112-427 at 6 (2012).
    Assessment of State and local taxes would obstruct these express 
Federal policies supporting Tribal economic development and self-
determination, and also threaten substantial Tribal interests in 
effective Tribal government, economic self-sufficiency, and territorial 
autonomy. See Michigan v. Bay Mills Indian Community, 572 U.S. 782, 810 
(2014) (Sotomayor, J., concurring) (determining that ``[a] key goal of 
the Federal Government is to render Tribes more self-sufficient, and 
better positioned to fund their own sovereign functions, rather than 
relying on Federal funding''). The additional costs of State and local 
taxation have a chilling effect on potential lessees, as well as on a 
Tribe that, as a result, might refrain from exercising its own 
sovereign right to impose a Tribal tax to support its infrastructure 
needs. See id. at 810-11 (finding that State and local taxes greatly 
discourage Tribes from raising tax revenue from the same sources 
because the imposition of double taxation would impede Tribal economic 
growth).
    Similar to BIA's surface leasing regulations, Tribal regulations 
under the HEARTH Act pervasively cover all aspects of leasing. See 25 
U.S.C. 415(h)(3)(B)(i) (requiring Tribal regulations be consistent with 
BIA surface leasing regulations).
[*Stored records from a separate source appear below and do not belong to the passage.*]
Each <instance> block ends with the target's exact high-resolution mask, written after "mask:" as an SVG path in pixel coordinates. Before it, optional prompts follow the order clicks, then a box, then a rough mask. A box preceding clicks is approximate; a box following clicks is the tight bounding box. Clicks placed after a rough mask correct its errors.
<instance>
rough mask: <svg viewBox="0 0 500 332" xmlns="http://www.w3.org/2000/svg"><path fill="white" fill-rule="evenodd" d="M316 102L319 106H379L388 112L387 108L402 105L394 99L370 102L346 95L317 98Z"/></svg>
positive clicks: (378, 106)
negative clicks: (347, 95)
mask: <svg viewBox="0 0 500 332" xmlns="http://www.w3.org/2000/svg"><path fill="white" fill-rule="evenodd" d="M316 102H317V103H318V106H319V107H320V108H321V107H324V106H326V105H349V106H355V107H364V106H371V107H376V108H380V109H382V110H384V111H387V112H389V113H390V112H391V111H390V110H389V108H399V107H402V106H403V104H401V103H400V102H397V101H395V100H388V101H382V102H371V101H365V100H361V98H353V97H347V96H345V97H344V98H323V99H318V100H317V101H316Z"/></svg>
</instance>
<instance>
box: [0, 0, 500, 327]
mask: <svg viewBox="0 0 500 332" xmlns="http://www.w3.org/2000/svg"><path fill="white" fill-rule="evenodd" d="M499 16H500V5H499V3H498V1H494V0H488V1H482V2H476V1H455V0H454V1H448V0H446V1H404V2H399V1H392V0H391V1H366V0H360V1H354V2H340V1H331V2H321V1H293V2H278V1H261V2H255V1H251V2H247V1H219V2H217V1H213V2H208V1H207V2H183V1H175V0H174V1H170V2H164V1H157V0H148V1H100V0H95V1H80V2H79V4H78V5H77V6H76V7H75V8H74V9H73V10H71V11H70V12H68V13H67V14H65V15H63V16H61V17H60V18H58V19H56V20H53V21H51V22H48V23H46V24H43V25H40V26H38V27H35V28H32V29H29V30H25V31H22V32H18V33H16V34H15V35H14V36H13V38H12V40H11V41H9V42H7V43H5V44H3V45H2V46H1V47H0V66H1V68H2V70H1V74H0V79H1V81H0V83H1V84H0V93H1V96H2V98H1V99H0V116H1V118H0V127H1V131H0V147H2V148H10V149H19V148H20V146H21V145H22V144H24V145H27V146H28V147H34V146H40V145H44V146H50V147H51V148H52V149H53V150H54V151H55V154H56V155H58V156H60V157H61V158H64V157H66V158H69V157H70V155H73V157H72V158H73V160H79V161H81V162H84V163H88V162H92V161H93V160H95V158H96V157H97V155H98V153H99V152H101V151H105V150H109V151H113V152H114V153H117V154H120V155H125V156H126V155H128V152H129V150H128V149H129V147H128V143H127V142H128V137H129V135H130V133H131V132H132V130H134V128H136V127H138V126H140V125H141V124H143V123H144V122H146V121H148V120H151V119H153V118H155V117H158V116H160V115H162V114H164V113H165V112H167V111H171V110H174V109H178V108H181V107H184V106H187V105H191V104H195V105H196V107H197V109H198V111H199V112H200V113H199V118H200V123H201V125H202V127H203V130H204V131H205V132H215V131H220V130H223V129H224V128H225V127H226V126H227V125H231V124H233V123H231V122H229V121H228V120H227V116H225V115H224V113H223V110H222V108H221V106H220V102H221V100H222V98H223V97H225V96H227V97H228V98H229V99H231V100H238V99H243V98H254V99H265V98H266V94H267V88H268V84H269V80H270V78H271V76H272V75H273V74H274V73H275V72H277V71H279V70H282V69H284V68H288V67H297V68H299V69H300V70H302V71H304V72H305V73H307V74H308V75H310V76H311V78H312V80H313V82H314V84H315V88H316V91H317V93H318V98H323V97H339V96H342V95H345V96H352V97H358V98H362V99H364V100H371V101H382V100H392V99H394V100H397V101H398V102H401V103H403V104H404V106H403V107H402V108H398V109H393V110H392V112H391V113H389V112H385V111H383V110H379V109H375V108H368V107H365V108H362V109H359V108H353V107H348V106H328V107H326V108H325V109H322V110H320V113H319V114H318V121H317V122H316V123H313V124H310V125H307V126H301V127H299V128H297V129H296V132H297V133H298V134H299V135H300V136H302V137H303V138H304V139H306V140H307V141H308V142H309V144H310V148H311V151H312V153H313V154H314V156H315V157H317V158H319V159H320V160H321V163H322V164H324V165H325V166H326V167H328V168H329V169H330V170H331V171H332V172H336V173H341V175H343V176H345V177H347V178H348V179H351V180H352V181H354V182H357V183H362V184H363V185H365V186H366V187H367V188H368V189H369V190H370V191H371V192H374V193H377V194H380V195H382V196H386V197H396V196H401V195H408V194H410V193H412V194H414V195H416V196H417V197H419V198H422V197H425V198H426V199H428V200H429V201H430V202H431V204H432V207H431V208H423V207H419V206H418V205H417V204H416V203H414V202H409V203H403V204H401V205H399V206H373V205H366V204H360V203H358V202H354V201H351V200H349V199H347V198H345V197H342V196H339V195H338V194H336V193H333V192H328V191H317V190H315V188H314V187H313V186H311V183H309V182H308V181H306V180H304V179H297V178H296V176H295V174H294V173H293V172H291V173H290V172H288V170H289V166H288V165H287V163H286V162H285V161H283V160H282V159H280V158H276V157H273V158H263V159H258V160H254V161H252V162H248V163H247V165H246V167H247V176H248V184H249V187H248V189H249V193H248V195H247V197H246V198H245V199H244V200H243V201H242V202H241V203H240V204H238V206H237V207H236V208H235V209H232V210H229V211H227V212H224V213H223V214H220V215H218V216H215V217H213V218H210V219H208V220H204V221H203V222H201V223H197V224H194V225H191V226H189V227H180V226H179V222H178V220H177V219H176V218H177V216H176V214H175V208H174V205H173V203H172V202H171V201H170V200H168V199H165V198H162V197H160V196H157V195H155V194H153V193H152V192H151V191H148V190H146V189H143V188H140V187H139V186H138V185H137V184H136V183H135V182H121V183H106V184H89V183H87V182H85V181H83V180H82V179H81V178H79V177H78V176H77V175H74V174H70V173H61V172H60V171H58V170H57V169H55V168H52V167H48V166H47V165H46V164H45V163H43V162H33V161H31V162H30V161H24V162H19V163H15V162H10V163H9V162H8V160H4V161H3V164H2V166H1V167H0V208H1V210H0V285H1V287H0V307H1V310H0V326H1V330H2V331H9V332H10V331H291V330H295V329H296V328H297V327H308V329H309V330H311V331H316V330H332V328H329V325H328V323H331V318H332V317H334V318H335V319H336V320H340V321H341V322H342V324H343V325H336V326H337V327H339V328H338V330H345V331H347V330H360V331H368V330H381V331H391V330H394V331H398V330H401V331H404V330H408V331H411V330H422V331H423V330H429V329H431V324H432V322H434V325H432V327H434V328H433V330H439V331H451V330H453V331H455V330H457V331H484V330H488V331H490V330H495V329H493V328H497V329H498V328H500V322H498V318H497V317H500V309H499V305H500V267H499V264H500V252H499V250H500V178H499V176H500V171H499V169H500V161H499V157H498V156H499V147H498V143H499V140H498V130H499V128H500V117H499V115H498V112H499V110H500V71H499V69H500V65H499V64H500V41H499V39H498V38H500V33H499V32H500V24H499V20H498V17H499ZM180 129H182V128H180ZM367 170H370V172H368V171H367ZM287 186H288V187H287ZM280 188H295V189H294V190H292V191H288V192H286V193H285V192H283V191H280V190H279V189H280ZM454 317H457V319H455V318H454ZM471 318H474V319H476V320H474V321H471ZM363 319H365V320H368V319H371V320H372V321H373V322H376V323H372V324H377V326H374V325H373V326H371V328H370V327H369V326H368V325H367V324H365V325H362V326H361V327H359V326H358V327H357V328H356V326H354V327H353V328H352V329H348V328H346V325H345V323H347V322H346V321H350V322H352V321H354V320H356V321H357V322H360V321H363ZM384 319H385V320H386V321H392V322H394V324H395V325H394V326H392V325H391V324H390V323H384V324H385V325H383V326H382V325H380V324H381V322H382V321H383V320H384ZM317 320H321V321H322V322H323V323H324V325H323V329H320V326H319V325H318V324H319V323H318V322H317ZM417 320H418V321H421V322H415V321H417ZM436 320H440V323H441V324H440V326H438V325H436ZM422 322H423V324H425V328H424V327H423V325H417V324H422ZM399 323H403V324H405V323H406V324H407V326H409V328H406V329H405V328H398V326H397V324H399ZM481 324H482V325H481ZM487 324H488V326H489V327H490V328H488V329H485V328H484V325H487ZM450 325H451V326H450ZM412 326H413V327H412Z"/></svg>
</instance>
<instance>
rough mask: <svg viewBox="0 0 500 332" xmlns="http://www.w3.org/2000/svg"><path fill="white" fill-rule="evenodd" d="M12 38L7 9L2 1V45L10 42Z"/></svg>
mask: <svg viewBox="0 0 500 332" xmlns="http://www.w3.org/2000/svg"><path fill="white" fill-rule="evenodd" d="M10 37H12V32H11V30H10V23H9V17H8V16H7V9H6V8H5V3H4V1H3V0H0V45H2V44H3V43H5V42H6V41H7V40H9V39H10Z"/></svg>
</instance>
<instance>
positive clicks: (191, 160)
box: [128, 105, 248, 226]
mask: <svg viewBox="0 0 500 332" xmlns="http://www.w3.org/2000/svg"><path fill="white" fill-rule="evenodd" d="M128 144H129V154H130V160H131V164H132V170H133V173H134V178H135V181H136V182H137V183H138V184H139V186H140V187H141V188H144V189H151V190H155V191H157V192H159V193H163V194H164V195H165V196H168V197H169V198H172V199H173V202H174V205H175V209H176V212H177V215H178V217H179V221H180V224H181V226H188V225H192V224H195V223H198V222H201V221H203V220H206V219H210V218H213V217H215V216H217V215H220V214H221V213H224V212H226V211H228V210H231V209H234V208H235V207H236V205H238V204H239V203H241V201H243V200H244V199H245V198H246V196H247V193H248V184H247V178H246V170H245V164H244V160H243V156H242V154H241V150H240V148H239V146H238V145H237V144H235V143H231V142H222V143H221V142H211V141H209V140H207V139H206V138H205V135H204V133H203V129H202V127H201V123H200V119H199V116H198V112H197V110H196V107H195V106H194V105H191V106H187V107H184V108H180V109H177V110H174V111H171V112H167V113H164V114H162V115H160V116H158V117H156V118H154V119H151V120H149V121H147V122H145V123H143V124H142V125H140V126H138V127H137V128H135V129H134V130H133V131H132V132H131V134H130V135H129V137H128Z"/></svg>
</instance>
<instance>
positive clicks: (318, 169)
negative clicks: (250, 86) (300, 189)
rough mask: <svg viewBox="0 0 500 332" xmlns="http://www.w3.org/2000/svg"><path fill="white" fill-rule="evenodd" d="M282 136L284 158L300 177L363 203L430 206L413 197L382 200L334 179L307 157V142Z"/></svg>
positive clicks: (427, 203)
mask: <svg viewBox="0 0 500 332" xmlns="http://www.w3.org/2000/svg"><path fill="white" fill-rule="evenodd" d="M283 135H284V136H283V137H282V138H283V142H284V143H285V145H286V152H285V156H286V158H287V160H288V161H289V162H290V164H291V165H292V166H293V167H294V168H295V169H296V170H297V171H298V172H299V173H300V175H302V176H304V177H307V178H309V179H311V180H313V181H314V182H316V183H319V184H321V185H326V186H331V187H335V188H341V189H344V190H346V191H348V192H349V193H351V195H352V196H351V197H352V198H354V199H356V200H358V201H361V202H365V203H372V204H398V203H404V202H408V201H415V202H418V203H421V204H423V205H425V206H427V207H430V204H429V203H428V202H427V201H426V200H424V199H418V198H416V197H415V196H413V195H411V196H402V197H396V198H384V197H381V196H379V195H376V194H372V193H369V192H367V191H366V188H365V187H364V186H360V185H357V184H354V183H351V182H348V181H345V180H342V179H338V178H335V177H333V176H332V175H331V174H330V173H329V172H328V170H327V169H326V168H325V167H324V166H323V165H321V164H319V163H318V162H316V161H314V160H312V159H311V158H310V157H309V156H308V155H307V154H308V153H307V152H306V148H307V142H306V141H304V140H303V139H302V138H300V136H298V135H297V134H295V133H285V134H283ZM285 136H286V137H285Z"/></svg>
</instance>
Furthermore, the Federal government 
remains involved in the Tribal land leasing process by approving the 
Tribal leasing regulations in the first instance and providing 
technical assistance, upon request by a Tribe, for the development of 
an environmental review process. The Secretary also retains authority 
to take any necessary actions to remedy violations of a lease or of the 
Tribal regulations, including terminating the lease or rescinding 
approval of the Tribal regulations and reassuming lease approval 
responsibilities. Moreover, the Secretary continues to review, approve, 
and monitor individual Indian land leases and other types of leases not 
covered under the Tribal regulations according to the Part 162 
regulations.
    Accordingly, the Federal and Tribal interests weigh heavily in 
favor of preemption of State and local taxes on lease-related 
activities and interests, regardless of whether the lease is governed 
by Tribal leasing regulations or Part 162. Improvements, activities, 
and leasehold or possessory interests may be subject to taxation by the 
Miccosukee Tribe of Indians.

Bryan Newland,
Assistant Secretary--Indian Affairs.